The digital transformation or the 4th industrial revolution which are very recent information technology (IT) agenda make many countries expect the big data to be a source of new economic value that will determine the success and failure of those governments in the future. Due to this trend, the big data industry in the healthcare field has been growing rapidly in recent years and several global IT companies in the United States and Europe are reporting big data use cases in the medical field.
Medical big data refers to large-scale data that is difficult to handle with existing database management systems in a digitalized healthcare environment including medical centers, wearable devices, and social medias. The medical data, which are exploding exponentially, also include large volume of structured and unstructured data as other domains [1].
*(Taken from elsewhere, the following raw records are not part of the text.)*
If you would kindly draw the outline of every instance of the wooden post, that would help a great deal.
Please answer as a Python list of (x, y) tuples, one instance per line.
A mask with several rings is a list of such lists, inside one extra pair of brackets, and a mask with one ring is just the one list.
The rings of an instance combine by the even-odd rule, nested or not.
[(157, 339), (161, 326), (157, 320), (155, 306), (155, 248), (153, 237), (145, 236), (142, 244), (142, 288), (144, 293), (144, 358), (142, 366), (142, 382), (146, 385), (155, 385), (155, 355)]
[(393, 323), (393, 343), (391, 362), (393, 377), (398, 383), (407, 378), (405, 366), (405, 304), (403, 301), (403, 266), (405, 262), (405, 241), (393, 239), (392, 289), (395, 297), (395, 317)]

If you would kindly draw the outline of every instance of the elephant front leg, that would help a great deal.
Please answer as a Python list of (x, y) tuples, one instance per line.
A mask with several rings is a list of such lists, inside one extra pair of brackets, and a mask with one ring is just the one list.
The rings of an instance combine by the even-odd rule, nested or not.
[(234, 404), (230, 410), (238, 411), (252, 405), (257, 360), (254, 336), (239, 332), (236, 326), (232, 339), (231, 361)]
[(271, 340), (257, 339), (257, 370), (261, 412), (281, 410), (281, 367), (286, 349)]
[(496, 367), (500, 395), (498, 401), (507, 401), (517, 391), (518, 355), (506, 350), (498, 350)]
The big problem of healthcare fields is that about 80% of medical data remains unstructured and untapped after it is created (e.g., text, image, signal, etc.) [2]. Since it is hard to handle this type of data for Electronic Medical Record or most hospital information system, it tends to be ignored, unsaved, or abandoned in most medical centers for a long time [3]. Although a lot of data are still created in many hospitals, it is hard to be connected with medical big data research and artificial intelligence industry in healthcare. Therefore, we need to manage those unmanaged unstructured big data in healthcare systems before mentioning development of medical artificial intelligence which is currently based on machine learning technology.
In many hospitals, time series data are most unmanaged out of many types of unstructured medical data owing to its huge file size despite of the great value of their application. Typical unstructured big data in hospital are as following. The first type of data is medical video data that are recently created explosively from new types of medical imaging devices (e.g., endoscope, laparoscope, surgery robot, capsule endoscope, emergency video camera, thoracoscope, etc.). The second one is biosignal data that have been displayed on screen of patient monitor in operating rooms or intensive care units and wearable health monitoring devices. The third one is audio data that are verbally or nonverbally created from patients pathophysiologically and medical staffs for efficient communication in clinical procedures.
For enhancing the use of these unstructured medical big data, we need to establish the data collection, anonymization, and quality assurance processes. And meta data for each types of unstructured medical data need to be defined, standardized, extracted, and visualized automatically. Then open platform for integration and utilization of the unstructured clinical data should be developed while reflecting these concepts.
Even if machine learning technologies with high accuracy were developed, it would be useless without quality controlled, standardized and structured data for the unstructured medical big data. Besides, field-oriented education programs for nurturing multidisciplinary specialist who are able to interpret, analyze and utilize the unstructured medical big data should be discussed altogether with related healthcare industry-side.